RMC Sport

JO de Tokyo (judo): après son refus d'affronter un judoka israëlien, Fethi Nourine est suspendu

La cérémonie d'ouverture des Jeux olympiques de Tokyo, le 23 juillet 2021

La cérémonie d'ouverture des Jeux olympiques de Tokyo, le 23 juillet 2021 - HANNAH MCKAY © 2019 AFP

Judoka algérien, Fethi Nourine s'est retiré du tournoi (-73kg) des Jeux olympiques de Tokyo 2021, pour ne pas prendre le risque d'affronter un adversaire israëlien situé dans sa partie de tableau. La Fédération internationale de judo a annoncé ce samedi suspendu provisoirement l'athlète et son entraîneur.

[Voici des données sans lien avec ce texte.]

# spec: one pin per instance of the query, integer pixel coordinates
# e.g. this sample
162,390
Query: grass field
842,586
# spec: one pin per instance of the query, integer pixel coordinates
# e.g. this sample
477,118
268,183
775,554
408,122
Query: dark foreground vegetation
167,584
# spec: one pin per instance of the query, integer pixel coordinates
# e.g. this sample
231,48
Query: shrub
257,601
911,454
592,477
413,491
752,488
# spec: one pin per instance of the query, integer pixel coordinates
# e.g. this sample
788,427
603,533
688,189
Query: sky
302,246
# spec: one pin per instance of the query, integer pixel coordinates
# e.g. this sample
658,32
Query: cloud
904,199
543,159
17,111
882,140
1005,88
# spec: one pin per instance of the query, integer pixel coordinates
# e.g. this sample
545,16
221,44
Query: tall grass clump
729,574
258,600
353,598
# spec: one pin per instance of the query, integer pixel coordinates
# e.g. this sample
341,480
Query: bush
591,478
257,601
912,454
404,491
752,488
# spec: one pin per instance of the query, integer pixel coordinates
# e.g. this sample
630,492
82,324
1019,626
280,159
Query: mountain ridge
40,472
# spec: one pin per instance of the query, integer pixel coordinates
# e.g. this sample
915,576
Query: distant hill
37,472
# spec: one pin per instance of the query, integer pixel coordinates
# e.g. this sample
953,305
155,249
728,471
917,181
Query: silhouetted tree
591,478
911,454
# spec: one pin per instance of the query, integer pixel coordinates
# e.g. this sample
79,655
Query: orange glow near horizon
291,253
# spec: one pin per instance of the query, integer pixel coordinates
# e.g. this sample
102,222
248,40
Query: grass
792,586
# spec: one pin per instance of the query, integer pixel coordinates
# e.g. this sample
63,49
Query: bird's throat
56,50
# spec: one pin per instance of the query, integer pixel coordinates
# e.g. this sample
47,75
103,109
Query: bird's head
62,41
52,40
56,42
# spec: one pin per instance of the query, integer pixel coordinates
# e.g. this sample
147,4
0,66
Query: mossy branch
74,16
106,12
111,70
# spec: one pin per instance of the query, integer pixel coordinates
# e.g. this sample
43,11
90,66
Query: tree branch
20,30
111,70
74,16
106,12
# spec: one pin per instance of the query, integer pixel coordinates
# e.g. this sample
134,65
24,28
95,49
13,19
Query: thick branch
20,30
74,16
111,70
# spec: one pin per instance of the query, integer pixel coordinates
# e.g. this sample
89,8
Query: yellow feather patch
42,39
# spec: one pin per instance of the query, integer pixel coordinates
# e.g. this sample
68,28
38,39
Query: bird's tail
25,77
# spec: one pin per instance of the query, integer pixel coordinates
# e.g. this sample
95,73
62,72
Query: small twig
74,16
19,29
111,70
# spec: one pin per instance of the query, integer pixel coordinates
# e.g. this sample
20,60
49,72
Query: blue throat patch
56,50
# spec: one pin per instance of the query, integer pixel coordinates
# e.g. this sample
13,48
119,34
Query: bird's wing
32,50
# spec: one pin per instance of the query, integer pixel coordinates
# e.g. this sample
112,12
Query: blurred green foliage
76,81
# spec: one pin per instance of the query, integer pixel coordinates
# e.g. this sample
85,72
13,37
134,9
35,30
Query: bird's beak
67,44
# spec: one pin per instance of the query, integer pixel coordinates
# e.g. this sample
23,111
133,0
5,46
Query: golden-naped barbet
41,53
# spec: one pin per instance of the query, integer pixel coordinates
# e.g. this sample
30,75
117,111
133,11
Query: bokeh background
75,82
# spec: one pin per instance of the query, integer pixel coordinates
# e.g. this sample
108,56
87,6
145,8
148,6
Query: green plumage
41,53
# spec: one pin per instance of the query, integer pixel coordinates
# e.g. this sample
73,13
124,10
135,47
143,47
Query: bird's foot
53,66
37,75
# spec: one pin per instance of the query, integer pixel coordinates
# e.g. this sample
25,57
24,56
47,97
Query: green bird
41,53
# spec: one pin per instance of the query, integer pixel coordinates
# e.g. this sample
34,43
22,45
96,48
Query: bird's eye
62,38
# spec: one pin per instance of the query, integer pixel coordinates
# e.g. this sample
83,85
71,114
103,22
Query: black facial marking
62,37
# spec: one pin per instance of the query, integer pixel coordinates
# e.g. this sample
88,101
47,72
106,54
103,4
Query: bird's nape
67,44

C'est un retrait polémique. Judoka algérien, Fethi Nourine avait annoncé ces derniers jours son retrait des Jeux olympiques de Tokyo 2021 pour ne pas avoir à affronter un adversaire israëlien dans sa partie de tableau. La Fédération internationale de judo a décidé de sanctionner Nourine et Amar Benikhlef, son entraîneur.

La commission de discipline saisie

Fethi Nourine et son entraîneur sont désormais suspendus provisoirement, en attente d'une décision de la commission de discipline qui va devoir statuer sur leur cas. "A la suite du tirage au sort de la compétition de judo aux Jeux Olympiques de Tokyo 2020, Fethi Nourine (-73kg) et son entraîneur Amar Benikhlef ont fait des déclarations individuelles aux médias annonçant leur retrait de la compétition pour éviter de rencontrer un athlète israélien lors de l'événement, indique un communiqué de la Fédération international de judo. La réponse immédiate du comité exécutif de la FIJ a été de former une commission d'enquête qui a confirmé tous les faits, conduisant à une suspension temporaire de l'athlète et de l'entraîneur et de confier l'affaire à la commission disciplinaire de la FIJ pour une enquête plus approfondie, un jugement et une sanction finale au-delà des Jeux Olympiques."

Le comité international olympique (CIO) et le Comité olympique algérien ont été notifiés de cette annonce de la Fédération internationale de judo. Les accréditations de l'athlète et de son entraîneur ont été retirées dans la foulée par le comité algérien, en leur demandant de rentrer chez eux après ce retrait.

"L'IJF a une politique stricte de non-discrimination, promouvant la solidarité comme principe clé, renforcée par les valeurs du judo", poursuit le communiqué de la Fédération internationale du judo. "Nous refusons la normalisation. Nous avons pris la bonne décision", avait estimé l'entraîneur de Nourine, à la télévision algérienne, s'exprimant sur la situation politique d'Israël. Fethi Nourine avait déjà pris la même décision, pour les mêmes raisons, lors des championnats du monde 2019.